Suddenly, the room erupts as everyone talks over everyone else. Lane gets all up in Boyland Jr.’s face, telling the mayor’s son to keep his mouth shut. Rigo’s babbling about what his father’s going to think. Cael’s going back and forth between the elder Barnes and his own father, trying to get one of them to inject a little sanity into this kitchen table meeting.
It’s over when the mayor stands up suddenly, the chair behind him grinding on the floor and almost toppling over. He slugs back the rest of his beer and then clips the mug to a carabiner on his belt. He reaches out with a meaty paw, shakes everybody’s hands from Pop on down.
“I’ll be looking for your answer…” The elder Barnes stops and thinks. “Well, Lottery’s tomorrow night, so guess we could hold out on the very rare chance one of you wins a free ticket to the life in the big sky above. Let’s call it morning after next, then.”

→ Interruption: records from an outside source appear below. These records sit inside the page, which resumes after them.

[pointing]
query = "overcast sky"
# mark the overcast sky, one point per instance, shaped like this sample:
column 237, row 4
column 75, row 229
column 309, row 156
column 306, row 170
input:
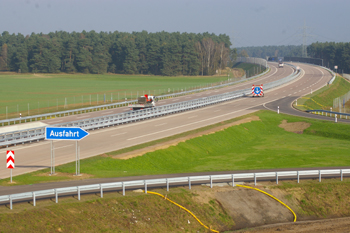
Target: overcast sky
column 247, row 22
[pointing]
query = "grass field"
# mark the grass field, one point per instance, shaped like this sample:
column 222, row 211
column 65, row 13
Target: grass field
column 255, row 145
column 42, row 93
column 323, row 98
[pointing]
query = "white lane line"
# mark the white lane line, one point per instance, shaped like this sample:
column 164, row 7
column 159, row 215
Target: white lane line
column 208, row 119
column 56, row 148
column 54, row 121
column 161, row 124
column 83, row 116
column 107, row 112
column 117, row 134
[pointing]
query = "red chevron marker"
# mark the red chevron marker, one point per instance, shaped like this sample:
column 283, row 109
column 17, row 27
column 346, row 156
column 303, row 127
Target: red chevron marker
column 10, row 160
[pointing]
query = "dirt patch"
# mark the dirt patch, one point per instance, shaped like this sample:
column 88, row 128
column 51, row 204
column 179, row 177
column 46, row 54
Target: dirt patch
column 295, row 127
column 250, row 208
column 174, row 142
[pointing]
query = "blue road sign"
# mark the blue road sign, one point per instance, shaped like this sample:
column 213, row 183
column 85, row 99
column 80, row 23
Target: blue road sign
column 67, row 133
column 257, row 90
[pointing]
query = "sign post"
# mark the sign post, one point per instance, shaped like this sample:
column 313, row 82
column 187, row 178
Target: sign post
column 65, row 133
column 10, row 161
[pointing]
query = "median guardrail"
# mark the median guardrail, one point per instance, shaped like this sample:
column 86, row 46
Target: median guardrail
column 330, row 113
column 166, row 182
column 36, row 134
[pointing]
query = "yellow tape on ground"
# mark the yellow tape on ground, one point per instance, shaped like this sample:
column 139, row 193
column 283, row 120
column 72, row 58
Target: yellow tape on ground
column 295, row 217
column 183, row 209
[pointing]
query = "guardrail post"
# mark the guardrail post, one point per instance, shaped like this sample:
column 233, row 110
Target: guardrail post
column 319, row 175
column 34, row 199
column 341, row 175
column 56, row 196
column 254, row 179
column 298, row 176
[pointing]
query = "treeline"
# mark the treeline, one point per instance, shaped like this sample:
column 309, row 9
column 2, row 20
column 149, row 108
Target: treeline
column 159, row 53
column 270, row 51
column 333, row 54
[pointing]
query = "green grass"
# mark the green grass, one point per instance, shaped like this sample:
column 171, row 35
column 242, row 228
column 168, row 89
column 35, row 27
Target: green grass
column 245, row 66
column 255, row 145
column 50, row 92
column 323, row 98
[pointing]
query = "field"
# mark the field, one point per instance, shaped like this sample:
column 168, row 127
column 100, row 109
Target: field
column 40, row 93
column 258, row 144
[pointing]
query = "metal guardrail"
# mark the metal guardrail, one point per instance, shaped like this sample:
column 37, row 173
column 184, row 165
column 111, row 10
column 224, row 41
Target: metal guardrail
column 325, row 112
column 304, row 61
column 166, row 182
column 20, row 120
column 36, row 134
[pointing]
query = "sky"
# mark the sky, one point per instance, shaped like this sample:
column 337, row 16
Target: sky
column 247, row 22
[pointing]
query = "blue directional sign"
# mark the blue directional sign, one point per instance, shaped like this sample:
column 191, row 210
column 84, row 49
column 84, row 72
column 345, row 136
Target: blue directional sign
column 257, row 90
column 67, row 133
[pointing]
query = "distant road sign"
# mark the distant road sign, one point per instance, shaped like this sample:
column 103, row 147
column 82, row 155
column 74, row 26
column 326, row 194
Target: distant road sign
column 67, row 133
column 10, row 159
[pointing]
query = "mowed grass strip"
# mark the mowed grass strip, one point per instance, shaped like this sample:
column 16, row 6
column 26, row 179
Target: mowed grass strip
column 255, row 145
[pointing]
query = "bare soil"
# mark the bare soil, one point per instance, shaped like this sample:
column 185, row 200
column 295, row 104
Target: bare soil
column 295, row 127
column 174, row 142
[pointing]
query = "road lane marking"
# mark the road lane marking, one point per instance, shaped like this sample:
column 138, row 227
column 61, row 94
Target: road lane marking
column 107, row 112
column 54, row 121
column 161, row 124
column 117, row 134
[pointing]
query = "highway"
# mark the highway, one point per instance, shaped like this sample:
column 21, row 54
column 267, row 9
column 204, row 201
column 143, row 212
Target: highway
column 31, row 157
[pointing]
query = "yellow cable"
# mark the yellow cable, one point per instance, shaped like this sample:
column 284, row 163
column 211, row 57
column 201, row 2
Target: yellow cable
column 183, row 209
column 295, row 217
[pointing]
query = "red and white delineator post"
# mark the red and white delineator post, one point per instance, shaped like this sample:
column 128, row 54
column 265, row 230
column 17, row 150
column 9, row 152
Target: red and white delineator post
column 257, row 90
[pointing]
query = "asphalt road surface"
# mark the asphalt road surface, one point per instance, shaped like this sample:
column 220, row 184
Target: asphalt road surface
column 31, row 157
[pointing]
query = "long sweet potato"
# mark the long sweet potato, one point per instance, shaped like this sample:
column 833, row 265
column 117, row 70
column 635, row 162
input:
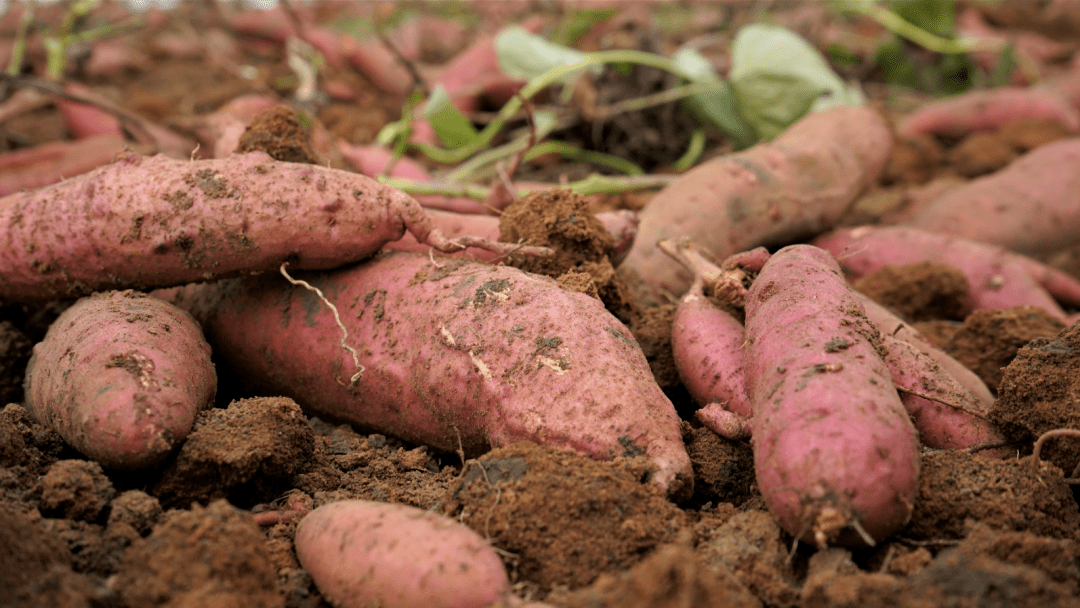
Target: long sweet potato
column 996, row 278
column 1031, row 206
column 834, row 449
column 454, row 351
column 773, row 193
column 157, row 221
column 362, row 553
column 121, row 377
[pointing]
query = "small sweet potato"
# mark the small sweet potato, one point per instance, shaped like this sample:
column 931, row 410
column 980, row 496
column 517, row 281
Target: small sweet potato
column 996, row 278
column 1031, row 206
column 456, row 353
column 834, row 449
column 157, row 221
column 362, row 553
column 121, row 376
column 773, row 193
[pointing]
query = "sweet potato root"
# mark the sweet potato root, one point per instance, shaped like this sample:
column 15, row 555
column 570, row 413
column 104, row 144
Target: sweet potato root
column 454, row 351
column 156, row 221
column 1031, row 206
column 834, row 448
column 994, row 108
column 770, row 194
column 121, row 376
column 997, row 278
column 362, row 553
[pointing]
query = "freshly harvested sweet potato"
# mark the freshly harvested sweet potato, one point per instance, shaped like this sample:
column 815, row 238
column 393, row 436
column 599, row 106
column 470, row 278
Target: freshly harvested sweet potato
column 1031, row 206
column 997, row 278
column 363, row 553
column 993, row 108
column 157, row 221
column 455, row 353
column 773, row 193
column 121, row 376
column 834, row 449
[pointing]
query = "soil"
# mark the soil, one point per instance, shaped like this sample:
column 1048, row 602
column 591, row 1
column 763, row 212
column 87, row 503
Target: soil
column 214, row 525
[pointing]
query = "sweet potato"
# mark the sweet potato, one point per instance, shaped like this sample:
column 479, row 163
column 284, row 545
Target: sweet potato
column 989, row 109
column 454, row 351
column 157, row 221
column 1031, row 206
column 121, row 376
column 362, row 553
column 707, row 347
column 997, row 278
column 834, row 449
column 772, row 193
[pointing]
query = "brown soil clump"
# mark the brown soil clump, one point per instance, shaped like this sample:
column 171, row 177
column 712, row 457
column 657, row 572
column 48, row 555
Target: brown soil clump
column 566, row 518
column 1038, row 393
column 279, row 133
column 989, row 339
column 919, row 292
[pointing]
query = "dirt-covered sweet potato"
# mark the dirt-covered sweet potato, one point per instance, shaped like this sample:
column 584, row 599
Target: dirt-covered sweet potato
column 773, row 193
column 121, row 376
column 363, row 553
column 453, row 351
column 996, row 277
column 157, row 221
column 834, row 449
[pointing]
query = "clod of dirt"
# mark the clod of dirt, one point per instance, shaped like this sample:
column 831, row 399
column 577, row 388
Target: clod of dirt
column 36, row 568
column 567, row 518
column 76, row 489
column 1038, row 393
column 1004, row 495
column 723, row 469
column 980, row 153
column 248, row 451
column 15, row 349
column 751, row 545
column 212, row 556
column 919, row 292
column 672, row 577
column 559, row 219
column 989, row 339
column 279, row 133
column 914, row 160
column 136, row 509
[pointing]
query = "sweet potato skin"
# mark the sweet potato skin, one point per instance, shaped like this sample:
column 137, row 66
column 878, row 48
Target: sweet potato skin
column 454, row 351
column 362, row 553
column 1031, row 206
column 121, row 377
column 773, row 193
column 832, row 440
column 156, row 221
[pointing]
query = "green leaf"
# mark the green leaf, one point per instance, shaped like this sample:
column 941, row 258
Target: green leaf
column 778, row 78
column 717, row 110
column 524, row 54
column 453, row 129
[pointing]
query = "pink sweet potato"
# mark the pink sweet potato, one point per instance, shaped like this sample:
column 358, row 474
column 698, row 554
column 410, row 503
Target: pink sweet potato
column 621, row 224
column 770, row 194
column 121, row 376
column 454, row 351
column 834, row 449
column 993, row 108
column 1031, row 206
column 362, row 553
column 707, row 346
column 158, row 221
column 997, row 278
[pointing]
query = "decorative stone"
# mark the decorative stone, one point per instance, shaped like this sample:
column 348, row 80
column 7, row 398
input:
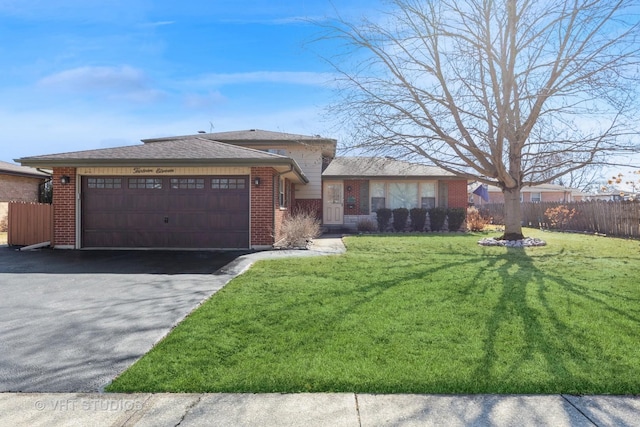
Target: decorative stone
column 526, row 242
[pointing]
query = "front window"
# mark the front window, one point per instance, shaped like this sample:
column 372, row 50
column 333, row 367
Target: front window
column 282, row 192
column 378, row 199
column 428, row 195
column 403, row 195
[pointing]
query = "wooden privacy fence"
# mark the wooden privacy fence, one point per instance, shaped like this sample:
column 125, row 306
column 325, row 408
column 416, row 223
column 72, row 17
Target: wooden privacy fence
column 620, row 219
column 30, row 223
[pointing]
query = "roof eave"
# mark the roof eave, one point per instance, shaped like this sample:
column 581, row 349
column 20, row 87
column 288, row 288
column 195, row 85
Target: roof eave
column 24, row 175
column 371, row 177
column 50, row 163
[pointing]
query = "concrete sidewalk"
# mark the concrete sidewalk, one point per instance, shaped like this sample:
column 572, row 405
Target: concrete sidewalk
column 340, row 409
column 321, row 409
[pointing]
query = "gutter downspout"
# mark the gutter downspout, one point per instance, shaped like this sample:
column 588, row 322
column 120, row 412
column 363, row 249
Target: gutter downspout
column 273, row 226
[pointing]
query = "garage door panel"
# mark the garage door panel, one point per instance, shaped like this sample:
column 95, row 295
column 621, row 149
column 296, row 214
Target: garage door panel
column 166, row 214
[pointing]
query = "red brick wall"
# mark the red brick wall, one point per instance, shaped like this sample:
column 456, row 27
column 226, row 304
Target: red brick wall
column 64, row 208
column 19, row 188
column 355, row 192
column 262, row 206
column 457, row 194
column 309, row 205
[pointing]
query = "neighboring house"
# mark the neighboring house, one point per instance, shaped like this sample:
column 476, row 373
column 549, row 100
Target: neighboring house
column 18, row 183
column 227, row 190
column 536, row 193
column 356, row 187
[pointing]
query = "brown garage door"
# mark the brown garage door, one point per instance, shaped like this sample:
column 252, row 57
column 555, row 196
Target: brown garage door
column 165, row 212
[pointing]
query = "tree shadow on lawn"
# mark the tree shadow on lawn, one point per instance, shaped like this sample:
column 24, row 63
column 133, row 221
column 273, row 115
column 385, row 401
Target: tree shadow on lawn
column 530, row 333
column 550, row 313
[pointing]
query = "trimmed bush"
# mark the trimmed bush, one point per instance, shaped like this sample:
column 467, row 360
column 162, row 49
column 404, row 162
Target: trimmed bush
column 437, row 216
column 367, row 225
column 400, row 217
column 475, row 220
column 298, row 229
column 456, row 218
column 418, row 218
column 383, row 216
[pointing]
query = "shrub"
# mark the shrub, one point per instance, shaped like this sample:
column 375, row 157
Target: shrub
column 298, row 229
column 383, row 216
column 476, row 221
column 400, row 217
column 367, row 225
column 418, row 218
column 559, row 216
column 436, row 218
column 456, row 218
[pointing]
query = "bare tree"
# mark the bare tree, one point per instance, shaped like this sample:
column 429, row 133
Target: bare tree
column 509, row 93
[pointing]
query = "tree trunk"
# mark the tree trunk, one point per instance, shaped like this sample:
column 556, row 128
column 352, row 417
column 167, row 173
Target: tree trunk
column 512, row 214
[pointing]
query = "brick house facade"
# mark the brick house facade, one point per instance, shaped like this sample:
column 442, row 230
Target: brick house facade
column 229, row 190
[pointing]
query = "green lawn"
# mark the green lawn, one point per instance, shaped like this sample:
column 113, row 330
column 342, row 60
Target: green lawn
column 415, row 314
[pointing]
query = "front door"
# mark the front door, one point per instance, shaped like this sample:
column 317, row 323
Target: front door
column 333, row 203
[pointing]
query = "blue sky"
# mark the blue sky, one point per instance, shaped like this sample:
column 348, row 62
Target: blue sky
column 85, row 74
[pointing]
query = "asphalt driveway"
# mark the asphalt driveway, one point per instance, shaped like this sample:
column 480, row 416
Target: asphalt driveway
column 70, row 321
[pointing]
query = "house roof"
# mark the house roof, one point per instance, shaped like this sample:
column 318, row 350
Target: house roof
column 17, row 170
column 381, row 167
column 258, row 137
column 192, row 151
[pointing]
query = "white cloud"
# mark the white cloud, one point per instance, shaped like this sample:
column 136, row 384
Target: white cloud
column 123, row 78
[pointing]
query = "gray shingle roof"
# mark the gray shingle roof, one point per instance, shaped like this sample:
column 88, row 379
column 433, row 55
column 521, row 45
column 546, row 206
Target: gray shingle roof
column 182, row 149
column 11, row 169
column 373, row 167
column 181, row 152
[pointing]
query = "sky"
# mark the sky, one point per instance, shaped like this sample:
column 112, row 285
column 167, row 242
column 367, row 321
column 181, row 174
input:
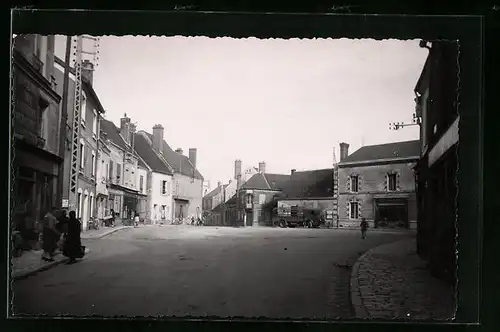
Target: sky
column 288, row 103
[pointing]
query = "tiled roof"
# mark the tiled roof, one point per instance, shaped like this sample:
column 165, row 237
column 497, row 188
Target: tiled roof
column 145, row 151
column 266, row 181
column 405, row 149
column 180, row 163
column 214, row 192
column 113, row 133
column 308, row 184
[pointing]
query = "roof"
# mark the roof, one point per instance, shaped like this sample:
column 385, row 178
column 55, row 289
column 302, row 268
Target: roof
column 145, row 151
column 113, row 133
column 214, row 192
column 266, row 181
column 180, row 163
column 308, row 184
column 406, row 149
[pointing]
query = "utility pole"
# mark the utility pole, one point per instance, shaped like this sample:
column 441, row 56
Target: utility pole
column 64, row 120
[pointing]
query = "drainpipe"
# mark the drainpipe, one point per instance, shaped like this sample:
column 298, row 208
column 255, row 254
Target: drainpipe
column 64, row 119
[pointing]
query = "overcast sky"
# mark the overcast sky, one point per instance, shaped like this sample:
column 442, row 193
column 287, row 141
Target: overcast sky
column 285, row 102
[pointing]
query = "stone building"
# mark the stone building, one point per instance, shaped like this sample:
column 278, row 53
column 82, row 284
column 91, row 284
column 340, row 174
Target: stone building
column 377, row 182
column 436, row 106
column 91, row 113
column 257, row 195
column 309, row 189
column 37, row 155
column 159, row 177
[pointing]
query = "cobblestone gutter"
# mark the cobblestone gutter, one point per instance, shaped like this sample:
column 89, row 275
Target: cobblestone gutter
column 392, row 282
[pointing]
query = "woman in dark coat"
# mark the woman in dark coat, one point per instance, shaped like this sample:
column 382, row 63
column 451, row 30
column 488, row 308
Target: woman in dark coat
column 73, row 244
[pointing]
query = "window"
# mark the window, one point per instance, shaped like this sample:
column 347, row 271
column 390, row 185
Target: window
column 83, row 108
column 93, row 163
column 353, row 210
column 262, row 198
column 118, row 172
column 391, row 182
column 110, row 170
column 94, row 124
column 82, row 154
column 354, row 183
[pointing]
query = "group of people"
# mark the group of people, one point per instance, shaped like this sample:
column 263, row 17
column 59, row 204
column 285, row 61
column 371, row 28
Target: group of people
column 57, row 227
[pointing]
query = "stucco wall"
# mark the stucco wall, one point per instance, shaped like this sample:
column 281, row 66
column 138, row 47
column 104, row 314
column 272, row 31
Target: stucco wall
column 159, row 199
column 189, row 189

“Barnes,” Pop starts, but the mayor stops him with a silencing finger.
“Arthur. Boys. One more tiny little thing I may have forgotten to mention. A caviling grackle landed on my shoulder the other day and told me a secret, a secret I’m sure couldn’t be true. That little birdy said that not only had your daughter run away again, Arthur, but that she is sending you packages that could’ve come from nowhere else but upstairs.” The mayor’s presence suddenly looms large, and Pop looks small. “Now, I’m sure that’s not true. You’re an upstanding man with a good family, and the shame of your daughter being a vagrant is enough for you to bear. But I’d hate to have to alert Proctor Agrasanto to all of this ugly business.” He shrugs. “Why not stay still? Why struggle? Lie back and dream of better days.”
“Pop—” Cael starts, but Pop silences him with a sound that could silence a hound.
“Go on, Mayor,” Pop says, forcing a mirthless smile. “You won’t find any trouble here.”
“Good to hear.” The elder Barnes looks to his son. “Come on, boy. Your momma’s probably cooking up some stew.” He gives a sideways glance to Arthur. “We managed to get a quarter cow. You believe that? A quarter cow.” The message is implicit: You’ll never get hold of a quarter cow, will you?